The pattern directions are almost non-existent, but they’re not really needed. Basically, they say to sew the shoulder seams together, and then attach the sleeves, sewing in one long seam under the arm and along the sides.
Then you are supposed to place the right front on the left front, and stitch down from point A on the pattern, matching the center front lines as marked on the pattern. This is a less than perfect instruction due to vague lines that are the same for all sizes, and no matching points A. On the other hand, it’s not difficult to figure out what’s meant.
This stitching line does not show on the line drawing that comes with the pattern, nor is it shown on the website. However, if you look closely, I think you can see a hint of its existence.. The knit fabric is supported vertically to the left (as you look at the photo) of the angled flange. (And, by the way, the asymmetry of the hem is far more exaggerated on the pattern than in the drawing, too. That point is actually quite far left.)
On Stitcher’s Guild it was mentioned that it looked as if the model garment were pinned to the form underneath; it’s not. That center front stitching line is what keeps the garment together. This line would presumably completely disappear in the correct, bulkier fabric.
Though it’s actually pretty hard to see even in this thin solid. You probably just barely can see the vertical stitching line to the left of the pleat.

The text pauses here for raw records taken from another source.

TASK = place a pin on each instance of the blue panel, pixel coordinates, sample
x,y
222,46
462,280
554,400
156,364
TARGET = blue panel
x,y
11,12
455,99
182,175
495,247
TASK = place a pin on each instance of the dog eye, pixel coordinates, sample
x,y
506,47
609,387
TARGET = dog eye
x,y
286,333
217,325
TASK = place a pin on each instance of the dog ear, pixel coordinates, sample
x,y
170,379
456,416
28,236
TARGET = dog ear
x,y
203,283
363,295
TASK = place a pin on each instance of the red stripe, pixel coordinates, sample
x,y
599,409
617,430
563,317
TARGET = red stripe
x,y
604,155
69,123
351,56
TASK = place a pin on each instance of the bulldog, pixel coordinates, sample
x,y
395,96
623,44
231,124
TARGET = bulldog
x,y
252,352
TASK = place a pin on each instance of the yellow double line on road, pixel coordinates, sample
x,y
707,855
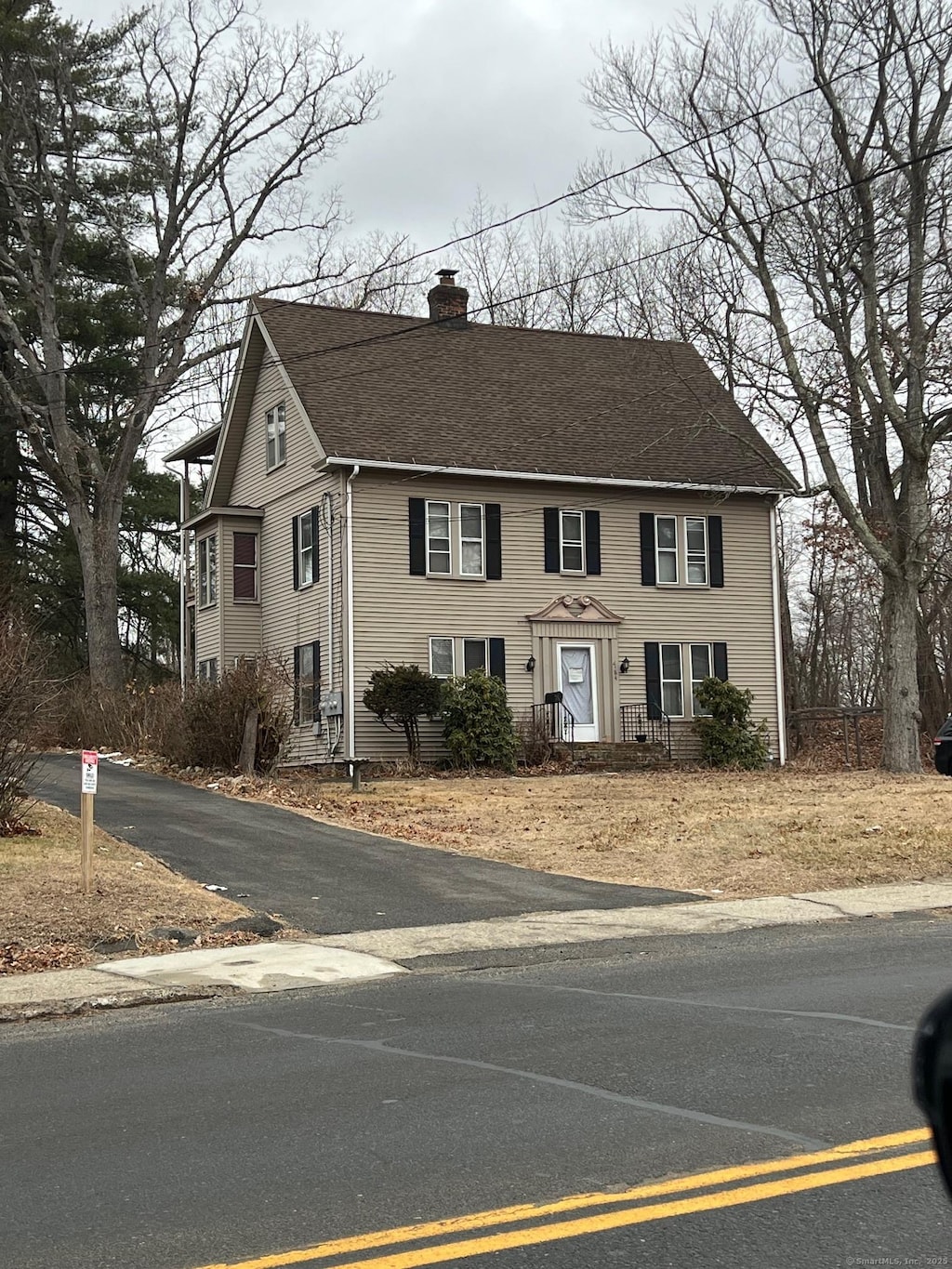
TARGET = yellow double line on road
x,y
851,1160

Then you make a pleat, matching two lines that are not of corresponding lengths, and stitch along where the lines join. Folding the right collar at the top of this pleat gives this top its distinctive style. Although the directions have you make the pleat after stitching the front down, I found it easier to reverse the two steps, and form the pleat first.
The pleat is folded in toward the garment; that’s not stated in the directions, but it’s the only way to get the same look as in the line drawing. I stitched-in-the-ditch to keep this pleat in place; without this additional step, all definition was lost due to my thin fabric. I’m not sure it would be necessary in a sweater knit.
The neck, front, lower, and sleeve edges are left unfinished, or finished as you please (lettucing, etc.). I used tape to stay the left neck edge and the back neck — a colossal mistake, as you can see. These edges do need support, but clear elastic would have been a better choice. Or maybe I just did this badly; by the time I reinforced the neck, I knew this was probably something I wouldn’t wear.
As previously mentioned, the back hem is far more asymmetrical than the line drawing indicates, and it also doesn’t work at all in this clingy fabric, since it just sticks wherever it lands. If I ever wear this top, I’ll have to cut away the dip in the back hem.
If I were attempting this in another lightish knit, I’d probably cut the shoulders a bit narrower, as my dummy is larger than I am, and this is pushing the limits on the large end of my personal scale. This size would probably be just right for a sweater, though.
Here’s the cardigan version, from the French blog Passion Plaisir in wool:
She hasn’t sewn the pleat in; she’s created the effect with a pin, and she’s not sewn the center vertical line, either, of course. It makes a very nice cardigan, doesn’t it? You can see in this example, as well in Au Bonheur’s model, how much better the thicker knits work.
The verdict: Pattern success; execution fail. I’ll bring this pattern out again in the fall, once I’ve found a bulky knit I like, preferably in lovely, luscious wool.